StageWhen it runsUse case
inputBefore the request is sent to the LLM providerBlock bad prompts, detect PII in user input
outputAfter the LLM responds, before returning to the userValidate response format, detect PII leaks, check toxicity
allBoth input and outputRules that apply to both directions (e.g., keyword blocking)

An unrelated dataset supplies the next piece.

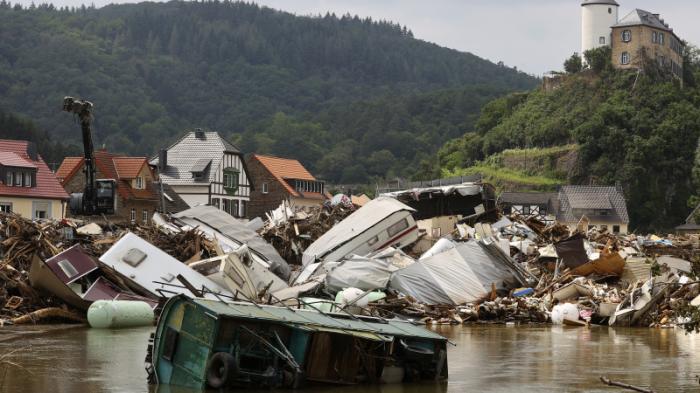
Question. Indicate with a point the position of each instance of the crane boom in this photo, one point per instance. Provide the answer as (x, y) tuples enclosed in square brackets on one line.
[(98, 195)]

Important: Slow rule types (toxicity, json_schema, custom_llm) can only run on the output stage. This constraint is enforced at the database level.

Block vs Flag

  • Block: The request is rejected with a 400 GuardrailBlocked error. The reason is included in the response. For input rules, the request never reaches the LLM. For output rules, the response is discarded.
  • Flag: The violation is logged to ClickHouse (guardrail_events table) and visible in the dashboard, but the request/response proceeds normally. Use this for monitoring before enforcing.

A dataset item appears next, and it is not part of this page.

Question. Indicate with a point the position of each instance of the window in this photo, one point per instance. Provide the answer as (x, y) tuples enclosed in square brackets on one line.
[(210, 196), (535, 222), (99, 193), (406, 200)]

For streaming responses, output guardrails run asynchronously after the stream completes. Since the response is already sent, blocking rules behave as flags — the violation is logged and flagged but cannot be retracted.

Priority

Rules are evaluated in ascending priority order (lower number = runs first). If two rules have the same priority, evaluation order is not guaranteed. Use priority to ensure critical rules (like PII detection) run before less important ones (like keyword blocking).

Guardrail Events

Every rule evaluation that results in a block or flag is logged to ClickHouse. Each event includes:

  • Request ID
  • Organization ID
  • Rule ID and type
  • Evaluation stage (input/output)
  • Action taken (block/flag)
  • Reason for failure
  • Text preview (first 200 characters)

View events in the dashboard under Guardrails > Events.

Managing Rules

Creating a Rule

  1. Go to Guardrails in the dashboard.
  2. Click Create Rule.
  3. Configure:
    • Name — descriptive label for the rule
    • Type — select from the available rule types
    • Stage — input, output, or all
    • Action — block or flag
    • Priority — evaluation order (lower runs first)
    • Config — type-specific JSON configuration
  4. Click Save. The rule is active immediately.

Editing a Rule

Click the rule in the dashboard, modify the fields, and save. Changes take effect after the Redis cache TTL expires (typically within seconds).

Disabling a Rule

Toggle the Active switch to disable a rule without deleting it. Disabled rules are not evaluated.

Deleting a Rule

Only organization owners can delete guardrail rules. This action is permanent.

API Behavior

When a guardrail blocks a request, the gateway returns:

{
"error": {
"message": "Text length 8500 exceeds maximum of 5000 characters",
"type": "guardrail_blocked",
"code": 400
}
}

The message field contains the specific reason from the validator. Your application should handle guardrail_blocked errors and present a user-friendly message.

Guardrails vs Firewall

LLM FirewallGuardrails
PurposeBlock malicious/unsafe promptsEnforce org-specific content policies
ScopeInput onlyInput and/or output
ConfigurationGlobal thresholdPer-rule, per-org
Rule typesLLM-backed safety classifier6 configurable validators
ActionAlways blocksBlock or flag
PlanAll plansPro only

Both systems run independently. A request must pass the firewall first, then guardrails are evaluated.